Nazi German's V-1 began life as a robot bomb; then almost became a manned air defense missile! (March, 1991)

This is an article that covers material I have not seen anywhere else.

Field Marshal Erhard Milch and Major von Kornatzki proposed the formation of a squadron of special “elite storm fighters.” There task would be to attack fleets of US planes head-on, ramming a bomber and destroying that bomber and possibly ohers.

Sounds like the baka bomb? In this case, there is one crucial difference; the Nazi plan allowed for the pilot to eject from the craft before it hit another plane. Thus, this was not a kamikaze type of attack, although other details matched the concepts used later by the Japanese.

The FZG-76 is another term for the V-1. They could go up to 400 mph and were made of cheap materials. The idea of a manned version would involved ones that would be catapulted into the air for takeoff, much as the Japanese planned for the baka bombs if Japan itself was invaded, or they could be carried aloft by bombers. This, again, would have resembled the Japanese baka bomb being carried by a Betty-type bomber.

The concept of manned V-1s was actually tested out. The first five test pilots crashed; the sixth one, a woman, solved the problem that caused the first five crashes. She flew her craft for twenty minutes and then landed.

In June of 1944 the program was put into full test mode, with various forms of the bomb craft being tested. A craft was readied for flight tests. The testers figured that the explosion would destroy the rammed plane and any planes with 1,000 yards of that one.
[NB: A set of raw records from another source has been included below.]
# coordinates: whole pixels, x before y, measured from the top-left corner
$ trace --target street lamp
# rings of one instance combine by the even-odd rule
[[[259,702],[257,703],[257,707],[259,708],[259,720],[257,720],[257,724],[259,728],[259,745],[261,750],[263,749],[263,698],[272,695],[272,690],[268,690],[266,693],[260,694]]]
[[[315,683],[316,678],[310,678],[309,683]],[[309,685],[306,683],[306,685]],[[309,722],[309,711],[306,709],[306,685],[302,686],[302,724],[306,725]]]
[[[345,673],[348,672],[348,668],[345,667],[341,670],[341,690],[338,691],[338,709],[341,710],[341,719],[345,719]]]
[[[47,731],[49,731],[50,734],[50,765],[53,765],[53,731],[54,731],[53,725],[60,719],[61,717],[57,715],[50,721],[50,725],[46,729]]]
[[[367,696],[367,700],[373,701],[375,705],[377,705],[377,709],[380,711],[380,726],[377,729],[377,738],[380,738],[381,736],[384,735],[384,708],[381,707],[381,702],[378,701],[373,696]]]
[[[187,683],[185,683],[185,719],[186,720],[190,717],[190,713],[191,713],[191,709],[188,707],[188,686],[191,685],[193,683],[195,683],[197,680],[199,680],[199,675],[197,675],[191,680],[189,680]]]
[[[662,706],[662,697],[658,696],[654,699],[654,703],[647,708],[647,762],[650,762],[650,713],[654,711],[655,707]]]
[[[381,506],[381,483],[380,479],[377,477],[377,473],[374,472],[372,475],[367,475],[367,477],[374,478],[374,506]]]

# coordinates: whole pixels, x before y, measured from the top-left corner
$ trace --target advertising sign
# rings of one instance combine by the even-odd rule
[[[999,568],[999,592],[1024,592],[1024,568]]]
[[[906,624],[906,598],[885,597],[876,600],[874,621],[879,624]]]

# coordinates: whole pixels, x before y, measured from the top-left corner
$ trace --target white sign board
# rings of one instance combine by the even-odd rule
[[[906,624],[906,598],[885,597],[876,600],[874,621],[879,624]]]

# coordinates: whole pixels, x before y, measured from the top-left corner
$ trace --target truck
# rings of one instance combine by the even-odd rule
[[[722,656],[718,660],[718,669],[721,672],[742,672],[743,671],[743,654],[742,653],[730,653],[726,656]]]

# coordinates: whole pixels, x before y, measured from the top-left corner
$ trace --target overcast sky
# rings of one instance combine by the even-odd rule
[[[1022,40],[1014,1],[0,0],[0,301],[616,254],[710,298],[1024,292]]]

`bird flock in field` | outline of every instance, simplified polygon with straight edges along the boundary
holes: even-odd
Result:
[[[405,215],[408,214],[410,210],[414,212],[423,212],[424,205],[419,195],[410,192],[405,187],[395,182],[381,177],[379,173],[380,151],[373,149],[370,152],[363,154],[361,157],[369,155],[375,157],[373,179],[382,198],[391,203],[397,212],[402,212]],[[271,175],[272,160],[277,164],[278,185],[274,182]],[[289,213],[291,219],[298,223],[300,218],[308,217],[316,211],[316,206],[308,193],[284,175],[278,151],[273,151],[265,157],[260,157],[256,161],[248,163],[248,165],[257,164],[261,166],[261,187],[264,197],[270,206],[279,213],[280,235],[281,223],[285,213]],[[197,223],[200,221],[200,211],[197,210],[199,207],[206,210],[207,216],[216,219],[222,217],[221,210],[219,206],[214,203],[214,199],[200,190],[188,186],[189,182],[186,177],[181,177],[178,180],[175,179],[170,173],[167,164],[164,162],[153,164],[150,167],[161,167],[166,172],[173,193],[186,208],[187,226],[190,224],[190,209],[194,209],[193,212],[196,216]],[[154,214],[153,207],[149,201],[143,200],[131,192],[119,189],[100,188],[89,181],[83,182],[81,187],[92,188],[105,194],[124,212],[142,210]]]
Some 175 of the craft (the Reichenberg IV) were completed, but, for some unknown reason, the entire program was dropped.

The article doesn't speculate on how effective these modified manned V-1s would have been. I think they might have had the same problem the baka bombs did, and that was the bomber that would carry them was the weak link; shoot that down, and the baka bomb was useless. That happened numerous times in the Pacific theater.

Still, it had a range of over 200 miles, so it's possible a bunch of them could be launched at the same time from a good distance away from an attacking bomber fleet. It would definitely have had a psychological impact on the pilots of the attacking planes. Why is was not used is a mystery, especially since it was cheap to build and, at least in theory, would have left the pilots alive.